|
 |
 |
 |

|
|
11 March 2010
|
|
|
Feature
|
|
Hardware Implementations of Multirate Digital Filters
Its important to map interpolation and decimation functions into hardware efficiently. The challenge is in choosing the
right hardware types. Heres a look at DSP, PLD, and ASIC implementations for multirate filters.
By Tony San
Many communication systems require multirate filters. A multirate filter is a filter in which the output data rate and the input data rate are not equal. This often occurs near a physical interface such as a digital-to-analog converter (DAC) or an analog-to-digital converter (ADC). When the filter is outputting to a DAC, the end user
usually wants an interpolation filter, which generates more data points to create a smoother waveform. When the filter is receiving information from an ADC, the end user generally wants a decimation filter. The decimation filter allows data to be oversampled and facilitates a higher signal-to-noise ratio (SNR). By incorporating a decimation filter, the system only needs to operate at the information rate.
Interpolation and
decimation
Interpolation is used to increase the output sample rate (see
Figure 1
). Its necessary to generate new sample points that are located between the original sample values. Because the value of the new sample points is unknown, their values are set to zero. This is called upsampling, inserting zeros, or zero stuffing. Since there are more data points at the output,
the sample rate has changed, pushing out the Nyquist frequency. Inserting zeros into the data in the time domain has an interesting effect in the frequency domain; it creates reflections of the original spectrum. There cannot be more information present than in the original sample rate, and, therefore, all the reflections (which have been artificially put into the system) are noise. Fortunately, the noise can be removed by applying an ideal low-pass filter.

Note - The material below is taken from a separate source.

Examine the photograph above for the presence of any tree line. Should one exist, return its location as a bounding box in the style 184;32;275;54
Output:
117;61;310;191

A decimation filter works in a similar manner. In
this case, sample points are removed, which decreases the sample rate and reduces the Nyquist frequency. Any frequencies outside this reduced Nyquist frequency will be aliased back around and will appear as noise. It is necessary to apply a low-pass filter before removing the data (downsampling) to assure that noise is not introduced into the system (see
Figure 2
).
Implementation
strategies
A desirable characteristic for low-pass filters (employed in both interpolation and decimation) is linear phase. In practice, linear phase filters are implemented using finite impulse response (FIR) filters. FIR filters are computationally more expensive to implement than infinite impulse response (IIR) filters. To get better performance, it is necessary to increase the order of the filter. FIR filters range from
tenth order to 200th order and beyond. For every output there must be anywhere between ten to 200 calculations. Since FIR filters are so computationally expensive, designers often use dedicated hardware to perform this function. The dedicated hardware may come in the form of a dedicated filtering chip, a programmable logic solution, or a semicustom (standard cell implementation) integrated circuit.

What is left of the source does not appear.